Compiler | Wrapper | Usage |
---|---|---|
icpc icpx | mpiicpc mpiicpc -cxx=icpx | Compile C++ source files with classic Intel Compile C++ source files with oneapi |
icc icx | mpiicc mpiicc -cc=iccx | Compile C source files with classic Intel Compile C source files with oneapi |
ifort ifx | mpiifort (Fortran90/77) mpiifort -fc=ifx | Compile FORTRAN source files with classic Intel Compile FORTRAN source files with oneapi |
e.g. Compiling Fortran code:
$ module load intel-oneapi-compilers/<VERSION> $ module load intel-oneapi-mpi/<version> $ mpiifort -o myexec myprog.f90 (uses the ifort compiler)
You can add all options available for the backend compiler (you can show it by "-show" flag, e.g. "mpicc -show").

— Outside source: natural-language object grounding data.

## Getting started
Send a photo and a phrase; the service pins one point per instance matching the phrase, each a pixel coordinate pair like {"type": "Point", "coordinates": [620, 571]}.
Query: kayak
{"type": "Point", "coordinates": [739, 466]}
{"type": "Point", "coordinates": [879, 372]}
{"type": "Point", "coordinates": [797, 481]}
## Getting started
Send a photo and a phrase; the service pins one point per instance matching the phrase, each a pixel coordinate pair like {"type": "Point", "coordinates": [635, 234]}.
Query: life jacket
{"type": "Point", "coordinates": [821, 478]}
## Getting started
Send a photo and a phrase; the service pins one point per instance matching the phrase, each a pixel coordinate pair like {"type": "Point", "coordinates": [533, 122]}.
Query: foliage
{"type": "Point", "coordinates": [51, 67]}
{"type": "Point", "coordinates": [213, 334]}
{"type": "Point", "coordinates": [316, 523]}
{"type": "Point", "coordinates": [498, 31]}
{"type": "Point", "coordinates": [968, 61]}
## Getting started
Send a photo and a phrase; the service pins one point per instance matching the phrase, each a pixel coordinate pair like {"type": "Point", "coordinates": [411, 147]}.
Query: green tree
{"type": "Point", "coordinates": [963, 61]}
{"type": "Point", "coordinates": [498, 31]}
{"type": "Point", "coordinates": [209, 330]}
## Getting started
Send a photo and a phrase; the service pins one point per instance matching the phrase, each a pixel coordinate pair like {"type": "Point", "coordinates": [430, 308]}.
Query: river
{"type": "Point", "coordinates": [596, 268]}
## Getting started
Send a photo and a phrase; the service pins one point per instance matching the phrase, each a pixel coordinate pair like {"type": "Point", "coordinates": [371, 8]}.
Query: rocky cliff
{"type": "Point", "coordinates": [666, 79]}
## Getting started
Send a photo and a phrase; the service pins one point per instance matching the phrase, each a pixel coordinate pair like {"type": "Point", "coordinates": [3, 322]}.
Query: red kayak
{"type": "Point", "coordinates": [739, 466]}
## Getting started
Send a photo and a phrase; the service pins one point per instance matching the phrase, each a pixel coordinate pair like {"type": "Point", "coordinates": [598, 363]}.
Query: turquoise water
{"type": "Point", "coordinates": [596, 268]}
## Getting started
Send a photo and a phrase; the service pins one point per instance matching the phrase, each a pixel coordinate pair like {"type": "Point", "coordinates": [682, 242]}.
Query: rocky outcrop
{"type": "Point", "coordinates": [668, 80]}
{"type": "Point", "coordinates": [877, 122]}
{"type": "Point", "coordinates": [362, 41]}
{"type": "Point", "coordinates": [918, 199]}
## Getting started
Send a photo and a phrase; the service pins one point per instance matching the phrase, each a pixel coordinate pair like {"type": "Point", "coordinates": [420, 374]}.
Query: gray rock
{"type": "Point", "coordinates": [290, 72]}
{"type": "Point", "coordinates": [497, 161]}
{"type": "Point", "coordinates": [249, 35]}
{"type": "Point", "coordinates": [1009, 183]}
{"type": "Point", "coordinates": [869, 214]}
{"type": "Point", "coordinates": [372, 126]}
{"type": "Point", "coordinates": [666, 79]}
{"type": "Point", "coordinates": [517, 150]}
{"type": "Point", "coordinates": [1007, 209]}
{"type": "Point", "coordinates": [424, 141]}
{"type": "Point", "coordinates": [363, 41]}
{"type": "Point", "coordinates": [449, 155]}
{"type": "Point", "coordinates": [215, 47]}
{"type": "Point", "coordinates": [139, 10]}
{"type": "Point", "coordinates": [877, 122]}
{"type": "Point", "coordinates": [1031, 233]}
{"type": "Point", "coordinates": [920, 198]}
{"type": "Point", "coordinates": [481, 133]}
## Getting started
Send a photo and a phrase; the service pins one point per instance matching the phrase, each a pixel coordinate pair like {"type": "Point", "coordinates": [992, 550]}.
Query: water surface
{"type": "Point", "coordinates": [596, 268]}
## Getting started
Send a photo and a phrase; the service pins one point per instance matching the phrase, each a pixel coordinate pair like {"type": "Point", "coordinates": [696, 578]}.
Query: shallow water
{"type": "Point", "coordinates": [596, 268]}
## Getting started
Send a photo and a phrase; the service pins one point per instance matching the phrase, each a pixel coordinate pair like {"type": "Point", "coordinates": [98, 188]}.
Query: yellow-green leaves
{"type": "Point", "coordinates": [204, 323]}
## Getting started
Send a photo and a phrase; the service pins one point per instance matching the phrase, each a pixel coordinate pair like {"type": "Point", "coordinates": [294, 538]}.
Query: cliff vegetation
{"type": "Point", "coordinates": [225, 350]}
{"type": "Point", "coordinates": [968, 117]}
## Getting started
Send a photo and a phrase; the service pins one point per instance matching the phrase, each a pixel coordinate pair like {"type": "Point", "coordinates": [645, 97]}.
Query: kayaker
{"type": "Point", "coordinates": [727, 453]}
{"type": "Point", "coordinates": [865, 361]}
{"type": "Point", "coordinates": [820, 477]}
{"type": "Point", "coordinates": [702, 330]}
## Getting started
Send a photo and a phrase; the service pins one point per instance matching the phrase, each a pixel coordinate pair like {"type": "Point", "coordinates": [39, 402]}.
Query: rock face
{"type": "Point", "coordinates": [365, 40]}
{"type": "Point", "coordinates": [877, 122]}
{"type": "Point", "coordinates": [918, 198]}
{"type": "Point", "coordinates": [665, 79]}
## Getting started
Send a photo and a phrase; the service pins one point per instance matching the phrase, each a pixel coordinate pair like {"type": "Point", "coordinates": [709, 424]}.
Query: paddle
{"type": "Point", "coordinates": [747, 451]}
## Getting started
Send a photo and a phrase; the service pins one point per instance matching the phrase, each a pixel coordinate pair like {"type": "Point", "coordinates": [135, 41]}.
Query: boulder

In order to list them type the "man" command:
$ man mpiifort
Running
To run MPI applications there are two ways:
- using mpirun launcher
- using srun launcher
mpirun launcher
To use mpirun launcher on LEONARDO Data Centric partition, the intel-oneapi-mpi module needs to be loaded:
$ module load intel-onepi-mpi/<VERSION>
After loading the module, MPI applications can be directly launched as:
$ mpirun ./mpi_exec
or via salloc:
$ salloc -N 2 (allocate a job of 2 nodes) $ mpirun ./mpi_exec
or via sbatch:
$ sbatch -N 2 my_batch_script.sh (allocate a job of 2 nodes) $ cat my_batch_script.sh #!/bin/sh mpirun ./mpi_exec
srun launcher
MPI applications can also be launched directly with the SLURM launcher srun:
$ srun -N 2 ./mpi_exec
or via salloc:
$ salloc -N 2 (allocate a job of 2 nodes) $ srun ./mpi_exec
or via sbatch:
$ sbatch -N 2 my_batch_script.sh (allocate a job of 2 nodes) $ vi my_batch_script.sh #!/bin/sh srun -N 2 ./mpi_exec
Scientific libraries
Libraries listed in this section do not support CUDA (see LEONARDO Booster section for GPU-accelerated libraries).
Linear Algebra
- BLAS: openblas, intel-oneapi-mkl
- LAPACK: openblas, intel-oneapi-mkl
- SCALAPACK: netlib-scalapack, intel-oneapi-mkl
- SPARCE MATRICES : PetSc (multi-node), SuperLU-dist (multi-node)
PetSc and SuperLU-dist are GPU-accelerated libraries and are also listed in LEONARDO Booster dedicated page. However, we report them here for the frequent use also in non-accelerated applications.
Fast Fourier Transform
- FFTW (single and multi-node)
Hardware locality
Each compute node in the DCGP partition is equipped with:
- 2 sockets, each containing one multi-core processor.
- 112 cores in total (56 cores per socket).
- 503 GiB of available RAM, divided into 8 NUMA nodes (4 per socket).
The multi-core processors are Intel Xeon Platinum 8480+ (3.80 GHz, Turbo enabled), featuring:
- 56 cores per processor, each with 2 MiB of L2 cache and 80 KiB of L1 cache.
- 105 MiB of L3 cache, shared across all cores.